Course is very fair for a meet and the food is very nice 

So yep I’ll be interested


----------



## fundy (Feb 8, 2022)

I like Ashridge, cracking carvery too if thats what youre getting for lunch


----------



## evemccc (Feb 8, 2022)

Very nice course in a beautiful, peaceful, setting…I saw plenty of deer running across the 2nd fairway when I played it two years ago

The clubhouse is fantastic and I’m sure you’ll have a great day. 

One thing to be aware of, it’s White socks only, or v long socks, if you’re wearing shorts — the starter is keen on this!

It was £80 in 2020 for Society day…’inflation’ eh 🤪😫


----------



## Grizzly (Feb 8, 2022)

Inflation has indeed hammered such things. Wish I could solve that one but... 🙄


----------



## PhilTheFragger (Feb 8, 2022)

I’d be up for that , subject to being able to book the day off.
😎


----------



## Imurg (Feb 8, 2022)

A definite maybe here....


----------



## Dando (Feb 8, 2022)

Liverpoolphil said:



			Live just down the road 

It’s a lovely place to play golf , it’s in a stunning setting and surrounded by deer 

Course is very fair for a meet and the food is very nice 

So yep I’ll be interested
		
Click to expand...

We can all crash at yours then Phil


----------



## Dando (Feb 8, 2022)

I could be tempted


----------



## Cake (Feb 8, 2022)

Yep, up for this


----------



## need_my_wedge (Feb 8, 2022)

fundy said:



			I like Ashridge, cracking carvery too if thats what youre getting for lunch 

Click to expand...

The treacle sponge was exemplary


----------



## need_my_wedge (Feb 9, 2022)

Pencil me in for this one please. Can't confirm just yet though.


----------



## PhilTheFragger (Feb 9, 2022)

Unfortunately I cant take that day off work
The 2 people that can cover my job are already off


----------



## richart (Feb 9, 2022)

PhilTheFragger said:



			Unfortunately I cant take that day off work
The 2 people that can cover my job are already off 

Click to expand...

Surely there are more than two people that can make the tea ?


----------



## paddyc (Feb 15, 2022)

I'm in mate.
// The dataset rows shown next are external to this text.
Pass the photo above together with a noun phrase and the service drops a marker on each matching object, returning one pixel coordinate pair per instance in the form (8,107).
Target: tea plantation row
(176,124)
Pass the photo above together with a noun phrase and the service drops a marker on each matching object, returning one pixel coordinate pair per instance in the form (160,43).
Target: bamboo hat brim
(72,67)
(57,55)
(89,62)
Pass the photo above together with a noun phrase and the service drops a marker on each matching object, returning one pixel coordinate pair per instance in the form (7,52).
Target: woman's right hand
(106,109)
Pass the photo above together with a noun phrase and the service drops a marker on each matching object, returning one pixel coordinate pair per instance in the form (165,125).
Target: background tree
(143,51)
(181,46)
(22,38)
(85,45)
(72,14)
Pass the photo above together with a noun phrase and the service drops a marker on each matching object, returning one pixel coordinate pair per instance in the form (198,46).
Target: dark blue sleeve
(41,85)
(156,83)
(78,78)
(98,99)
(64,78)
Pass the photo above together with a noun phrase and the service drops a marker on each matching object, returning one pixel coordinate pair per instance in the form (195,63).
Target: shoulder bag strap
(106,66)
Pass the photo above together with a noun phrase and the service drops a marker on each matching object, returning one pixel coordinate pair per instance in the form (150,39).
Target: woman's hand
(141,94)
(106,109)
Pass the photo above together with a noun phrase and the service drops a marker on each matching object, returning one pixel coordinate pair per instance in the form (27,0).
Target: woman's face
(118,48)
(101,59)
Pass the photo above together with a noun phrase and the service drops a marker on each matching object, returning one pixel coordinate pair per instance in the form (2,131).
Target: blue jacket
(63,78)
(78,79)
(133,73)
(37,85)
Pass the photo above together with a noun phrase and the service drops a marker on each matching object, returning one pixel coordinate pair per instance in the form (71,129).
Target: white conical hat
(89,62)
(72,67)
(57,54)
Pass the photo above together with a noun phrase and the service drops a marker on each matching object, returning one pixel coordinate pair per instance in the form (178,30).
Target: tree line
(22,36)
Always wanted to play Ashridge and not too far for me.


----------



## Grizzly (Feb 15, 2022)

OK, probably needs to get actual numbers. Names below if you are in (and happy to cover deposit this month) please:

1. Grizzly


----------



## paddyc (Feb 15, 2022)

1. Grizzly
2. PaddyC


----------



## Cake (Feb 15, 2022)

1. Grizzly
2. PaddyC
3. Cake


----------



## Liverpoolphil (Feb 17, 2022)

1. Grizzly
2. PaddyC
3. Cake
4. Liverpoolphil


----------



## PieMan (Feb 18, 2022)

51. Grizzly
2. PaddyC
3. Cake
4. Liverpoolphil
5. PieMan


----------



## need_my_wedge (Feb 22, 2022)

need_my_wedge said:



			Pencil me in for this one please. Can't confirm just yet though.
		
Click to expand...

I knew something was off. At a concert that day, have to give this one a miss I'm affraid.


----------



## paddyc (Apr 18, 2022)

Guys this proposed mini meet has gone quiet. Is it still happening?


----------